Determining how the G1/S cell cycle transition regulates the homeostasis of adult intestinal stem cells
确定 G1/S 细胞周期转变如何调节成体肠道干细胞的稳态
基本信息
- 批准号:9899107
- 负责人:
- 金额:$ 5.35万
- 依托单位:
- 依托单位国家:美国
- 项目类别:
- 财政年份:2018
- 资助国家:美国
- 起止时间:2018-12-01 至 2020-08-31
- 项目状态:已结题
- 来源:
- 关键词:AcuteAddressAdultAffectBindingBiochemicalBiological ModelsBiologyCDK4 geneCancer BiologyCancerousCell CycleCell Cycle ProgressionCell Cycle RegulationCell SizeCell divisionCell physiologyCellsCollaborationsComplexCouplingCulture TechniquesCyclin D1CyclinsDataDevelopmental BiologyEventExhibitsFour-dimensionalG1/S TransitionGene Transfer TechniquesGoalsGrowthHomeostasisHumanImageImage AnalysisInstitutesIntestinesLearningLightLinkMalignant NeoplasmsMeasuresMediatingMediator of activation proteinMicroscopyModelingMolecularNatural regenerationOrganoidsPharmaceutical PreparationsPharmacotherapyPhenotypePhosphorylationPhosphotransferasesPhysiologicalProtocols documentationReporterRetinoblastoma ProteinS PhaseStructureSystemTestingThree-Dimensional ImagingTissuesWorkadult stem cellcell growthcell typeexperienceimaging modalityin vivoinhibitor/antagonistinsightintestinal homeostasislive cell imagingmutantoverexpressionprecursor cellstem cell divisionstem cell nichestem cell proliferationstem cellsstemnesstool
项目摘要
Project Summary
Regulation of the cell cycle of adult stem cells is crucial to maintaining tissue integrity.
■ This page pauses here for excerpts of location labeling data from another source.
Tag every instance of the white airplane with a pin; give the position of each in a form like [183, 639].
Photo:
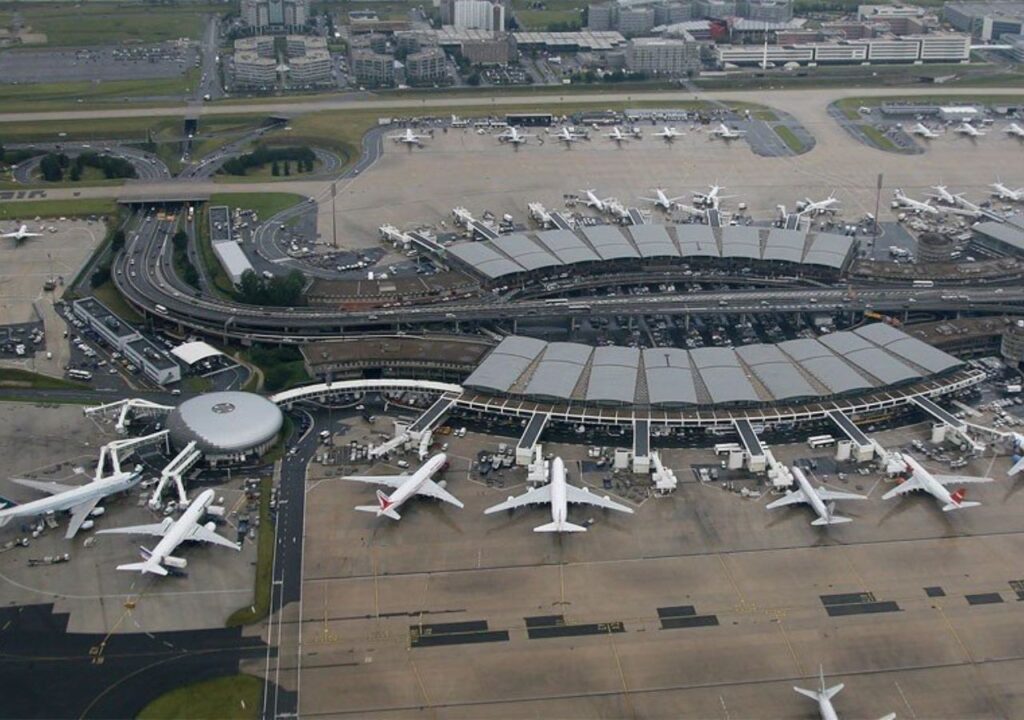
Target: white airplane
[669, 133]
[969, 130]
[81, 501]
[662, 200]
[726, 132]
[20, 234]
[406, 486]
[823, 697]
[568, 135]
[913, 205]
[809, 207]
[1015, 130]
[617, 135]
[172, 534]
[559, 494]
[916, 477]
[594, 202]
[1003, 193]
[821, 500]
[410, 138]
[513, 136]
[711, 199]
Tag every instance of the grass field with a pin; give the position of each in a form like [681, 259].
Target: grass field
[230, 697]
[264, 562]
[82, 25]
[13, 377]
[790, 138]
[57, 208]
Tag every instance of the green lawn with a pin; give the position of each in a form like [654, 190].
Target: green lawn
[264, 563]
[84, 24]
[790, 138]
[57, 208]
[13, 377]
[230, 697]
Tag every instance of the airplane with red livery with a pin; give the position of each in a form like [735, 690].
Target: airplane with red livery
[406, 486]
[916, 477]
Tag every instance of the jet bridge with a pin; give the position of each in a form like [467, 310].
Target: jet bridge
[862, 446]
[527, 442]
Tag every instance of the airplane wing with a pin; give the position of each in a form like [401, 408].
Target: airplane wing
[432, 490]
[788, 499]
[532, 497]
[960, 479]
[389, 480]
[579, 495]
[904, 488]
[827, 495]
[43, 486]
[79, 513]
[157, 528]
[203, 534]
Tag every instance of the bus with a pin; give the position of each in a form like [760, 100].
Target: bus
[820, 441]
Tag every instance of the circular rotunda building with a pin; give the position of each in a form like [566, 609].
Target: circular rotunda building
[225, 426]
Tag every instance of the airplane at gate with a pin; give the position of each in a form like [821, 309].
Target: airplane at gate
[407, 486]
[558, 494]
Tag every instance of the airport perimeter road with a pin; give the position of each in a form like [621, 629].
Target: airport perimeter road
[783, 98]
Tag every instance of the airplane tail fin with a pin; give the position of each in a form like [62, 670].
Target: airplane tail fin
[560, 527]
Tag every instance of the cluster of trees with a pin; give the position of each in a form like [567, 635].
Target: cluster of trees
[281, 158]
[53, 166]
[275, 291]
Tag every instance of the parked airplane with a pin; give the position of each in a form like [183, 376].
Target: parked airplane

Cells
irreversibly commit to division at the G1/S transition; however, how G1/S transition regulates
adult stem cell cycles is currently unknown. I propose to study the molecular basis of how the
G1/S transition is regulated in intestinal stem cell (ISC), which have physiologically high rates of
proliferation. I will use intestinal organoid cultures as ex vivo models of ISC proliferation and
intestinal homeostasis. Organoids are especially suited to this question because they are
amenable to long-term live-cell imaging, while still retaining much of the stem cell physiology of
their in vivo counterparts. My preliminary studies suggest that ISCs are especially sensitive to
inhibition of Cyclin D/CDK4/6, a group of cyclin/CDK complexes that are key regulators of the
G1/S transition. I propose to use live three-dimensional imaging intestinal organoids to
investigate how the G1/S transition regulates ISC cell cycle and organoid homeostasis. (Aim 1)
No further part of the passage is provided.